I'm moreso leaning to doing my masters (abroad) to try something new.

This forum typically only mentions the top-tier msc fin programs, can you guys recommend and mid tier universities where i have a better chance of getting in?

As i previously mentioned, the majority of schools dont post their requirements and im new to the msf so i dont know which schools are target/nontarget etc

I understand im asking for alot, but I would really appreciate any help :)

Mar 23, 2015 - 12:17am

UK ones are out of the question with that GPA, they tend to be much more formulaic when picking candidates.

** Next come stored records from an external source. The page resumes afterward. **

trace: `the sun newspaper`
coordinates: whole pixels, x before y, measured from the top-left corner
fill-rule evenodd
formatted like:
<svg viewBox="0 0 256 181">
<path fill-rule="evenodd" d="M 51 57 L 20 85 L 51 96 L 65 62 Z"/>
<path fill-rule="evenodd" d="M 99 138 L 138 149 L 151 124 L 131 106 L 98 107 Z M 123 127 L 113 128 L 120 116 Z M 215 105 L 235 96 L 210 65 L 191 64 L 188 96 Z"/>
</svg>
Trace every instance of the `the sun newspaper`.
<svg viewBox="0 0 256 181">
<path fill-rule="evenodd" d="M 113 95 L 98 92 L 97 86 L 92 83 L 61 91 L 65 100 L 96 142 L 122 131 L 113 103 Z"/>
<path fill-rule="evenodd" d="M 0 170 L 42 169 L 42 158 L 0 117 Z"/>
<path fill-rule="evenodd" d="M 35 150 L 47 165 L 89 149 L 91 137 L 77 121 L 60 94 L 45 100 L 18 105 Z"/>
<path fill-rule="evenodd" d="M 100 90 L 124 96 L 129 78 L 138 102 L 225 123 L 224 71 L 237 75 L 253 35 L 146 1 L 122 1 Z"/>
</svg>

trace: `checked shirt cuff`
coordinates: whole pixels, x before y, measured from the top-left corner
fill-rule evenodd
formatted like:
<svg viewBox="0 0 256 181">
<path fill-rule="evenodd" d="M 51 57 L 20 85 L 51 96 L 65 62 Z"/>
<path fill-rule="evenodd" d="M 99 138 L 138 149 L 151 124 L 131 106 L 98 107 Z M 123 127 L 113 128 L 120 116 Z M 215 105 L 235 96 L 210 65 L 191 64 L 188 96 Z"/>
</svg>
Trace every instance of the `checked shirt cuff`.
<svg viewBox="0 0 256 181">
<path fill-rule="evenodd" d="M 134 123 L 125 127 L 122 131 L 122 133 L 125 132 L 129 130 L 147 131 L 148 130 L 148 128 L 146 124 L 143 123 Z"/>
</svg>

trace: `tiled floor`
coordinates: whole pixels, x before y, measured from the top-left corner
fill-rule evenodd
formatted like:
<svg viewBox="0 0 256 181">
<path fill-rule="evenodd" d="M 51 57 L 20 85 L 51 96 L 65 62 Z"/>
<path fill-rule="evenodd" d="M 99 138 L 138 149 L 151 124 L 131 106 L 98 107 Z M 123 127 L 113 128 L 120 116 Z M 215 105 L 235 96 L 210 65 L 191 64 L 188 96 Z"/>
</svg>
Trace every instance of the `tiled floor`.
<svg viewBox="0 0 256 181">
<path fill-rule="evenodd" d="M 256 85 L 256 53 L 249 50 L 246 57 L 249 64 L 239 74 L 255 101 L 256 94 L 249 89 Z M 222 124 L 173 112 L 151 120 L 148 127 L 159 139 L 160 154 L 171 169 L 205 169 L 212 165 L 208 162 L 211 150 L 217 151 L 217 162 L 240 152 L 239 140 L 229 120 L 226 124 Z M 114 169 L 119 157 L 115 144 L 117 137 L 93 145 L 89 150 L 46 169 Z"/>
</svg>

US MSFs will boil down to how well you can do on your GMAT to compensate for low GPA. They don't list requirements (unless they are course prerequisites) because they take your application holistically. In my opinion, if you are going to do a "mid tier" MSF as a non-American, it's not worth it. It's going to be that much harder to get a job with Visa sponsorship and a middle of the pack MSF won't be worth the cost. If you do well on your GRE/GMAT look into WUSTL, Vanderbilt, Villanova, UTA (off the top of my head). MSFs tend to place regionally as well..

Mar 23, 2015 - 1:35am

Ideally i would just do the msf overseas and then come back to Canada with the degree. I just want to do an msf because i feel like it'll really enhance my finance skill and will benefit me in the long run.

I really appreciate your help, thank you.